KZEW
- Wheatland, Wyoming; United States;
- Frequency: 101.7 MHz
- Branding: The Zoo

Programming
- Format: Adult contemporary

Ownership
- Owner: Smith Broadcasting, Inc.

History
- First air date: November 15, 1984
- Former call signs: KYCN-FM (1984–1998)
- Call sign meaning: Sounds like "Zoo"

Technical information
- Licensing authority: FCC
- Facility ID: 60645
- Class: A
- ERP: 3,000 watts
- HAAT: 38 meters (125 ft)
- Transmitter coordinates: 42°2′44″N 104°56′47″W﻿ / ﻿42.04556°N 104.94639°W

Links
- Public license information: Public file; LMS;

= KZEW =

KZEW (101.7 FM, "The Zoo") is a radio station broadcasting an adult contemporary music format licensed to Wheatland, Wyoming, United States.

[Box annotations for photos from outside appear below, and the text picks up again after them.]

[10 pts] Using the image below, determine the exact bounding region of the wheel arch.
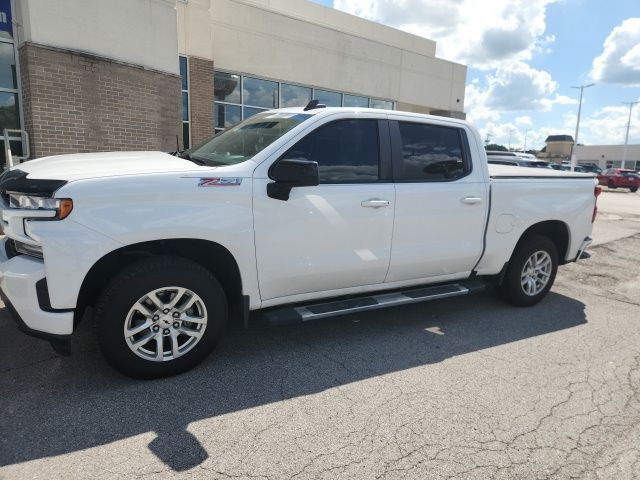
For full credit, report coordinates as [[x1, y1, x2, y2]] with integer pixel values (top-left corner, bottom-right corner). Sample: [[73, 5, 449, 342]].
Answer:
[[509, 220, 571, 265], [76, 238, 246, 328]]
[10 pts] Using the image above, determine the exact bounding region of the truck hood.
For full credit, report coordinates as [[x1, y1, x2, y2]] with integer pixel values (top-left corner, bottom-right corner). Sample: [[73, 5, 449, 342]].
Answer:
[[16, 152, 206, 182]]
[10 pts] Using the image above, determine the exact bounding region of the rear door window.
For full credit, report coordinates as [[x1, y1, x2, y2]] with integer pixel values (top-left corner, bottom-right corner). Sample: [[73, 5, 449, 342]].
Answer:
[[396, 122, 471, 181]]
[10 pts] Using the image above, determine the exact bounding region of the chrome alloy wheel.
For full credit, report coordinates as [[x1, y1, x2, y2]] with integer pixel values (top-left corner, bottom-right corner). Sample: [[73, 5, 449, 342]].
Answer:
[[124, 287, 207, 362], [520, 250, 553, 297]]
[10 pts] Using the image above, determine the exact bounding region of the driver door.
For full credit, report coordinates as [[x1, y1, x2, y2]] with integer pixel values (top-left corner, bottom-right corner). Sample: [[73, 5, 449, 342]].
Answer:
[[254, 114, 395, 304]]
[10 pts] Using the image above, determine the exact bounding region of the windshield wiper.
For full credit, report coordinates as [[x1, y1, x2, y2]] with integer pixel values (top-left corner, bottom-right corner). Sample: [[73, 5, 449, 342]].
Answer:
[[176, 150, 206, 165]]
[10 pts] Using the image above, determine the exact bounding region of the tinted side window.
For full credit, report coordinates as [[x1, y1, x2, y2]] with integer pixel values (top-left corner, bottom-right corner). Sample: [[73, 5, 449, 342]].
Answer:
[[399, 122, 470, 180], [282, 120, 380, 183]]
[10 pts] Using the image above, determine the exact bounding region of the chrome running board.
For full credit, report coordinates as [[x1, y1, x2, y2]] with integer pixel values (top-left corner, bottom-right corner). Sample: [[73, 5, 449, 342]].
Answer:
[[263, 280, 485, 326]]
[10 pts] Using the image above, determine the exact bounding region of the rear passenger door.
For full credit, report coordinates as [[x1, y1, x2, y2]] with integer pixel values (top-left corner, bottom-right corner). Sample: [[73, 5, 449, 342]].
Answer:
[[385, 117, 488, 282]]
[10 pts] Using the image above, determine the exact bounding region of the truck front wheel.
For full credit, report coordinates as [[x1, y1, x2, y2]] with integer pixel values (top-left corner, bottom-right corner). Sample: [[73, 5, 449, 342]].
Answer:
[[96, 257, 227, 378], [498, 235, 558, 307]]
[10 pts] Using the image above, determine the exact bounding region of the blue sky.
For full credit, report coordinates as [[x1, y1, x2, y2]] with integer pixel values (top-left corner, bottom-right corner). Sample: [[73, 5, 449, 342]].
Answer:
[[308, 0, 640, 148]]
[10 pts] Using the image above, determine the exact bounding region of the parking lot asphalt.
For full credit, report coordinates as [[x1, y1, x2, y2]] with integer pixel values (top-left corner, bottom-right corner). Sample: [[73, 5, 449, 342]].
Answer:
[[0, 192, 640, 480]]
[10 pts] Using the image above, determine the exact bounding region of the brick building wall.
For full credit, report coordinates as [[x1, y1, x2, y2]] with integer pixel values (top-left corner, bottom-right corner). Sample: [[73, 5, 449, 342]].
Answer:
[[19, 43, 182, 158], [189, 57, 214, 145]]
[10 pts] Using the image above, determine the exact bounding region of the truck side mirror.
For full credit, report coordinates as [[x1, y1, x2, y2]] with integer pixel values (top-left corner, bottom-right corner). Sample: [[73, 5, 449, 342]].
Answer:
[[267, 158, 320, 201]]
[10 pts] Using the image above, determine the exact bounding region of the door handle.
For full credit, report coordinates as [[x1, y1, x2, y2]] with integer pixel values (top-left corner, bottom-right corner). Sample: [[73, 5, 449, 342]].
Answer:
[[460, 197, 482, 205], [360, 198, 390, 208]]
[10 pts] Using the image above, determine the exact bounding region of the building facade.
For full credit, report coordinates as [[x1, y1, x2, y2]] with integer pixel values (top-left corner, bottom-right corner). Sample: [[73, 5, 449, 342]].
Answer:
[[0, 0, 466, 163], [536, 135, 640, 171], [536, 135, 573, 163], [576, 145, 640, 172]]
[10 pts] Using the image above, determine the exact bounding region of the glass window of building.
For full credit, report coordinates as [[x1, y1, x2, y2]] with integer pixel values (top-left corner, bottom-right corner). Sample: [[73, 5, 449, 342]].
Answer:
[[180, 57, 191, 150], [0, 0, 23, 167], [313, 89, 342, 107], [242, 107, 268, 120], [280, 83, 311, 108], [214, 70, 393, 132], [213, 72, 240, 103], [242, 77, 279, 109], [370, 98, 393, 110], [344, 93, 369, 108], [0, 42, 18, 90], [213, 103, 242, 129]]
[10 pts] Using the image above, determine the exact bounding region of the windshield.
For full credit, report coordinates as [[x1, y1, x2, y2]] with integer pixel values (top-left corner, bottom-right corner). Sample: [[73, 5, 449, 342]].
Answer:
[[186, 112, 311, 166]]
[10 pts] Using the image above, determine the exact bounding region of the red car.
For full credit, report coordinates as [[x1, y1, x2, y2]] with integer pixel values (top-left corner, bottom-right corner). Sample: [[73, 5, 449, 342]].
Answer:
[[598, 168, 640, 192]]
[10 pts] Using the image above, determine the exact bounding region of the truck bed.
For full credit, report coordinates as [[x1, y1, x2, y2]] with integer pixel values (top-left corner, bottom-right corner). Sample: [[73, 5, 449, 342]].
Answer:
[[489, 163, 595, 179]]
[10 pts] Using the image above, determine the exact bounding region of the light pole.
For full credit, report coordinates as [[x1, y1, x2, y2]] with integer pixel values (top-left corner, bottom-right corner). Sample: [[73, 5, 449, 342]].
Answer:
[[620, 101, 640, 168], [571, 83, 595, 172]]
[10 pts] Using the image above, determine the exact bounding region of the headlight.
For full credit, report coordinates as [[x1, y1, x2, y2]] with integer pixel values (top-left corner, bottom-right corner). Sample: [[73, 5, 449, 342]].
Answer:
[[9, 193, 73, 220], [13, 240, 42, 258]]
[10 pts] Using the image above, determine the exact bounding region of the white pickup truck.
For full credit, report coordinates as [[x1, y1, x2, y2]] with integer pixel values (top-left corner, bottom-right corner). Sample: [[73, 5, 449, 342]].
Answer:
[[0, 104, 599, 378]]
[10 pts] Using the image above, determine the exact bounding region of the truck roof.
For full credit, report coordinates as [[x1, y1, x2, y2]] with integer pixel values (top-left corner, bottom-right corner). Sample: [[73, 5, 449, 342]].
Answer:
[[269, 107, 469, 125]]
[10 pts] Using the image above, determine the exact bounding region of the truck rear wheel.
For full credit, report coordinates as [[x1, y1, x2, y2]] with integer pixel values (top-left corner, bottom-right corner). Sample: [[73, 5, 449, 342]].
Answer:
[[96, 257, 227, 378], [498, 235, 558, 307]]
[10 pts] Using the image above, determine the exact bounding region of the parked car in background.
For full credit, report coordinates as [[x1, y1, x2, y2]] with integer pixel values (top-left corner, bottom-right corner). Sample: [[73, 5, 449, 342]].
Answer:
[[579, 163, 602, 175], [487, 154, 549, 168], [598, 168, 640, 192], [550, 162, 591, 173]]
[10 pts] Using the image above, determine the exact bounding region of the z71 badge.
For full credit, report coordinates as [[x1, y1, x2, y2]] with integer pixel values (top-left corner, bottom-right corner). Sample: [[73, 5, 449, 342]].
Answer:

The station is currently owned by Smith Broadcasting, Incorporated, a locally owned media company based in Wheatland. Under owner Kent Smith, the station has been recognized by the Wyoming Association of Broadcasters and won the Small Market Station of the Year award for its coverage of local emergency alerts.

==History==
TKZEW began broadcasting as KYCN-FM on November 15, 1984. The call sign was changed to the current KZEW on September 4, 1998. Ownership of the station has been held by Smith Broadcasting, Inc. since its acquisition in the 1990s. Prior to 1998, the KZEW call sign was used by what was then an album-oriented rock station in Dallas, Texas which from 1973 to 1989 invented the phrase "The Zoo" on September 19, 1973. In 2017, the station was brought back by the former staff of the original radio station. The station identifies on-air as "101.7 The Zoo". It broadcasts an Adult Contemporary format centered on music from the 1980s to the present.